Requin-baleine entouré de plongeurs à Madagascar © Simon J. Pierce

Les jeunes requins-baleines apprécient les eaux malgaches

4 janvier 2022
par Christian Du Brulle
Durée de lecture : 4 min

Les requins-baleines (Rhincodon typus) portent un nom qui peut prêter à confusion. Mais qu’on ne s’y trompe pas, il s’agit bien de poissons (des requins, donc), qui empruntent aux baleines (des mammifères) leurs dimensions imposantes. « Les requins-baleines sont même les plus grands poissons connus à ce jour », souligne la biologiste Stella Diamant. « Nous avons observé des spécimens grands de 8 mètres de long ». Et encore, il ne s’agissait que de jeunes immatures », précise la Bruxelloise, qui a fondé en 2018 la « Madagascar Whale Shark Project ».

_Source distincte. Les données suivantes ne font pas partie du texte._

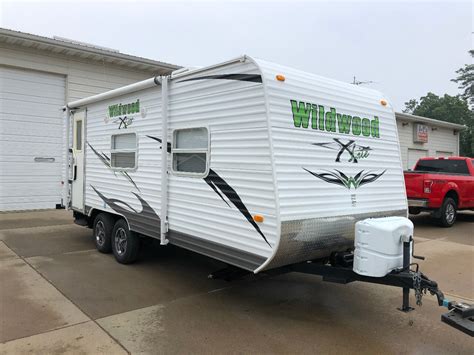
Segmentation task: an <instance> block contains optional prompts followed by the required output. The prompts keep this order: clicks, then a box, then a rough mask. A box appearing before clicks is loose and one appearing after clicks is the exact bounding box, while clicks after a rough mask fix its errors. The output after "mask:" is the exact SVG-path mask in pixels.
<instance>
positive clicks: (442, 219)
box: [438, 197, 457, 228]
mask: <svg viewBox="0 0 474 355" xmlns="http://www.w3.org/2000/svg"><path fill="white" fill-rule="evenodd" d="M439 212H440V217H439V219H438V221H439V224H440V225H441V226H442V227H445V228H449V227H452V226H453V225H454V222H456V216H457V205H456V201H454V199H452V198H451V197H446V198H445V199H444V201H443V204H442V205H441V208H440V210H439Z"/></svg>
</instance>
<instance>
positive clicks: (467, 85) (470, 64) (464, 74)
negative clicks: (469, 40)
mask: <svg viewBox="0 0 474 355" xmlns="http://www.w3.org/2000/svg"><path fill="white" fill-rule="evenodd" d="M469 53H470V54H471V57H474V49H471V50H470V51H469ZM456 73H457V74H458V77H457V78H456V79H452V80H451V81H454V82H455V83H458V84H459V89H461V90H463V93H462V94H461V96H462V98H463V99H465V100H467V101H468V102H469V104H470V105H471V107H473V106H474V64H466V65H465V66H464V68H460V69H458V70H456Z"/></svg>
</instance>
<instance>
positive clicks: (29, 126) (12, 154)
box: [0, 67, 65, 211]
mask: <svg viewBox="0 0 474 355" xmlns="http://www.w3.org/2000/svg"><path fill="white" fill-rule="evenodd" d="M64 103H65V78H64V77H63V76H59V75H52V74H47V73H40V72H34V71H26V70H20V69H12V68H7V67H0V211H11V210H27V209H43V208H54V207H56V204H60V203H61V193H62V184H61V181H62V163H63V158H62V155H63V153H64V152H63V138H62V137H63V128H64V122H63V113H62V111H61V108H62V106H63V105H64Z"/></svg>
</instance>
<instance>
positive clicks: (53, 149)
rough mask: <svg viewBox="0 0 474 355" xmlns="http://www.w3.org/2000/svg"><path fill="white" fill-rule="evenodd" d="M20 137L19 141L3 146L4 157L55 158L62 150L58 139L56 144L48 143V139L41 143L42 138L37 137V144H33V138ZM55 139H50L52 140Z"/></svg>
mask: <svg viewBox="0 0 474 355" xmlns="http://www.w3.org/2000/svg"><path fill="white" fill-rule="evenodd" d="M21 138H22V137H19V138H18V140H17V141H10V142H9V141H5V142H3V143H4V144H1V145H0V147H1V149H2V155H8V156H16V155H22V156H30V157H31V158H32V159H34V158H35V157H39V156H45V157H55V156H58V152H60V151H61V149H62V144H61V142H60V141H58V139H57V138H56V142H47V139H44V141H41V138H39V137H35V138H34V140H36V142H32V140H33V138H30V139H22V140H20V139H21ZM52 139H53V138H50V140H52Z"/></svg>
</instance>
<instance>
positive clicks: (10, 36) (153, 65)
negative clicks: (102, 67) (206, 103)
mask: <svg viewBox="0 0 474 355" xmlns="http://www.w3.org/2000/svg"><path fill="white" fill-rule="evenodd" d="M0 42H4V43H8V44H12V45H15V46H22V47H28V48H34V49H38V50H44V51H49V52H52V53H55V54H60V55H65V56H73V57H77V58H82V59H85V60H94V61H101V62H103V63H104V62H105V63H109V64H115V65H121V66H125V67H129V68H133V69H137V70H145V71H154V72H158V73H159V74H167V73H170V72H171V71H173V70H176V69H179V68H181V67H180V66H177V65H174V64H169V63H164V62H159V61H156V60H152V59H147V58H142V57H137V56H133V55H129V54H123V53H120V52H117V51H113V50H107V49H105V48H99V47H94V46H89V45H86V44H79V43H74V42H68V41H64V40H59V39H52V38H48V37H43V36H38V35H33V34H29V33H24V32H18V31H13V30H8V29H5V28H0Z"/></svg>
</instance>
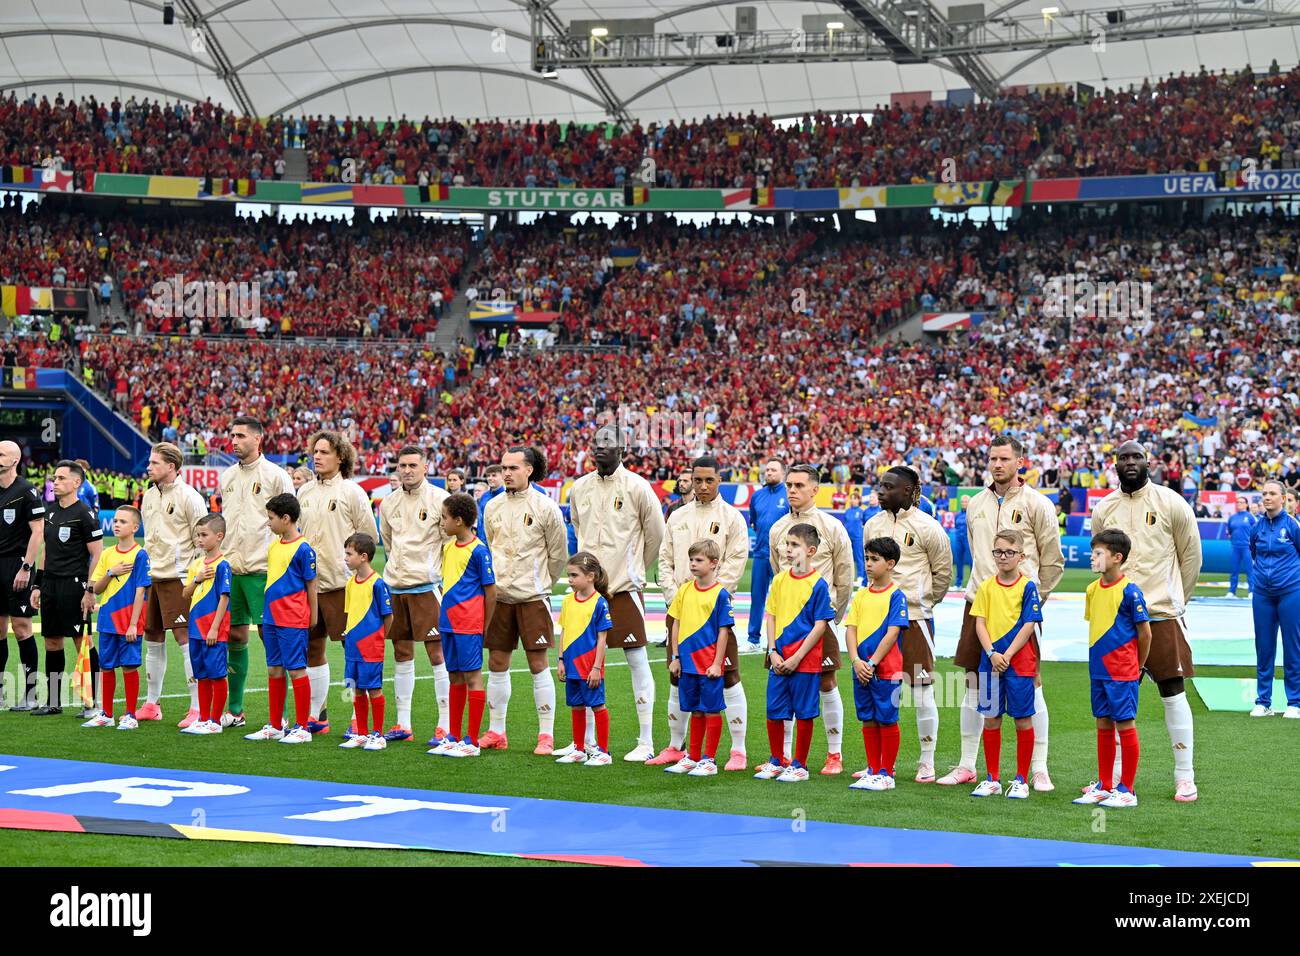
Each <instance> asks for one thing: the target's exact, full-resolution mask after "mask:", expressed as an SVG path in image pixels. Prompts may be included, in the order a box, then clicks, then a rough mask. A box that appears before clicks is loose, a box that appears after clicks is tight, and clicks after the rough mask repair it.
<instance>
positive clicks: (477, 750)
mask: <svg viewBox="0 0 1300 956" xmlns="http://www.w3.org/2000/svg"><path fill="white" fill-rule="evenodd" d="M481 753H482V749H480V748H478V747H474V745H473V744H471V743H469V740H468V739H465V740H461V741H460V743H459V744H452V745H450V747H447V752H446V753H443V754H442V756H443V757H477V756H480V754H481Z"/></svg>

Deux études scientifiques qu’elle a dirigées viennent d’être publiées. La plus récente permet de mieux cerner la distribution géographique des jeunes requins-baleines au large de Nosy Be, une île côtière au nord-ouest de Madagascar. « La zone peut dorénavant être considérée comme un ‘hotspot’ mondial pour cette espèce encore très mystérieuse », assure la chercheuse. « Quand les individus ne sont pas en surface pour se nourrir, ils évoluent par 2.000 mètres de profondeur.»

Requin-baleine © Simon J. Pierce

Des taches sur la peau en guise de carte d’identité

Chaque année, entre septembre et décembre, les requins-baleines se rassemblent dans les eaux côtières au large de Nosy Be. Stella Diamant et son équipe ont entrepris en 2015 de compter et d’identifier ces gros poissons placides. Quand ils remontent en surface pour se nourrir, ils ne consomment généralement que du plancton, des poissons ou des oiseaux barbotant en surface.

« Leur identification passe par la photographie », précise la biologiste. « Leur dos présente une série de taches caractéristiques, uniques pour chaque animal, un peu comme une empreinte digitale. Comparer les photos, plongée après plongée, nous permet d’identifier avec certitude chaque individu et de déterminer s’ils reviennent ou non chaque année au large de l’île à la même période. »

Au cours de l’étude, menée entre 2015 et 2019, les requins-baleines étaient aperçus alors qu’ils recherchaient des poissons-appâts à la surface. Il s’agissait principalement de thons maquereaux (Euthynnus affinis) mais aussi des oiseaux de mer (Sternidae). Un total de 408 requins-baleines ont été identifiés individuellement au cours de cette période. Tous les individus étaient immatures, longs entre 3 et 8 mètres, et 82% des individus sexués étaient des mâles.

La fidélité de ces poissons pour cette région malgache n’est cependant pas extraordinaire. Sur cette période, 72% des individus n’ont été observés qu’une seule fois. Et en général, ils ne restaient dans la zone qu’une semaine en moyenne. Dix spécimens ont, par contre, été observés chaque année au cours de ces cinq saisons d’observation.

Requin-baleine entouré de touristes plongeurs © Simon J. Pierce

Écotourisme et protection de l’environnement

« Nager avec les requins-baleines est devenu une activité touristique importante dans la région, dénuée de tout danger pour les plongeurs », constate Stella Diamant. C’est d’ailleurs là ce qui l’a amenée à quantifier l’impact de cet écotourisme sur l’économie locale. Dans une étude récemment publiée, elle montre que les visiteurs venus spécialement pour observer les requins-baleines dépensent sensiblement plus (55%) que ceux qui découvrent ces poissons par hasard.

« Au cours des trois mois marqués par la présence des requins-baleines, les revenus pour l’industrie touristique de Nosy Be s’élèveraient à 1,5 millions de dollars », indique Stella Diamant. « Et 88,9 % des touristes seraient plus enclins à choisir une destination où les requins-baleines sont protégés. Ce qui plaide pour des efforts de conservation plus importants.»

« Bien qu’ils soient menacés d’extinction à l’échelle mondiale, les requins-baleines ne sont pas officiellement protégés dans les eaux malgaches et sont menacés par les prises accessoires de la pêche, les collisions avec les navires et la pollution », précise encore la chercheuse.